Teníamos un pez hace tiempo. Murió de causas desconocidas. Simplemente dejó de flotar. Duró mucho tiempo con nosotros, creo que unos dos años o más. Y cuando murió, Lola lloró más que cuando cortó con su ex ex ex novio. Fue triste. Sus restos yacen en la maceta de una de las plantas. No tuvimos corazón para tirarlo con los desechos.
Llegó un nuevo pez a la casa, el cual le regalaron a Lola en su cumple. Se le llamó Fokker. Lola era feliz.
Pero la vida nos jugaría un mal momento…
Al otro día de que llegó el pececillo nuevo, de repente volteé a la pecera, y dije algo como “Lola, ¿ya viste a Fokker?, ¡no está flotando!”. Lola volteó a la pecera y sus ojos se volvieron como los de Remi cuando muere el sr.
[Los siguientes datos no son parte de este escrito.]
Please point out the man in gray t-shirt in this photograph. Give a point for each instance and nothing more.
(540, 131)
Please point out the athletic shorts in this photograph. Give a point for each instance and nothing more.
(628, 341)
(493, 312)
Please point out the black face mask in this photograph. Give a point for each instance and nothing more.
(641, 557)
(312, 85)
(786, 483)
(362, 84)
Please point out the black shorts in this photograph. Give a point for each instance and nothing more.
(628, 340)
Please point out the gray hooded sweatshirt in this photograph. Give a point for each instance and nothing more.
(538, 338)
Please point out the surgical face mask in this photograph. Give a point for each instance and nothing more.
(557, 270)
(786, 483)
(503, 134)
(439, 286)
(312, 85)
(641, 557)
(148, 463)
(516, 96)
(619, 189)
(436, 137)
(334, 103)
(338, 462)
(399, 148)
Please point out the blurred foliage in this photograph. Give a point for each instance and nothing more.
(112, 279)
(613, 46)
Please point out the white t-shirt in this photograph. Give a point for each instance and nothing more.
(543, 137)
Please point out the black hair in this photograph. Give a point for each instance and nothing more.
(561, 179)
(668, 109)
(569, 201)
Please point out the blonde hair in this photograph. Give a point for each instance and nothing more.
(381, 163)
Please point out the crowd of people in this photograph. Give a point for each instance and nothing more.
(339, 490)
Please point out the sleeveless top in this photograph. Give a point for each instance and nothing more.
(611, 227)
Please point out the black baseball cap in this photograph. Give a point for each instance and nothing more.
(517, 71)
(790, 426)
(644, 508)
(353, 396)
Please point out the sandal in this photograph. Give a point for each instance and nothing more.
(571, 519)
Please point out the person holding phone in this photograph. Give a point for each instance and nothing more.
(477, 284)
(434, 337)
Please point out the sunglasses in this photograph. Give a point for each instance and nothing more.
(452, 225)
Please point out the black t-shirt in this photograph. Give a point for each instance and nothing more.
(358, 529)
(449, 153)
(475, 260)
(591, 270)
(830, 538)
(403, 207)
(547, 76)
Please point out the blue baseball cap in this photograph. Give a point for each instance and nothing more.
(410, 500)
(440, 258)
Vitalis (*snif).
Traté de calmar a Lola diciendo que a lo mejor era un pez emo, que mirara de cerca sus flecos lacios, lacios. Dejó de hacer su cara remiesca, y rió. Ya no se puso tan triste.
Pero en fin… Era obvio que Fokker no sobreviviría la noche.
Y no lo hizo.
A este sí lo tiramos al drenaje.
Es que no lo llegamos a conocer tan a fondo.
No es que tuviese nada en contra de los peces emos.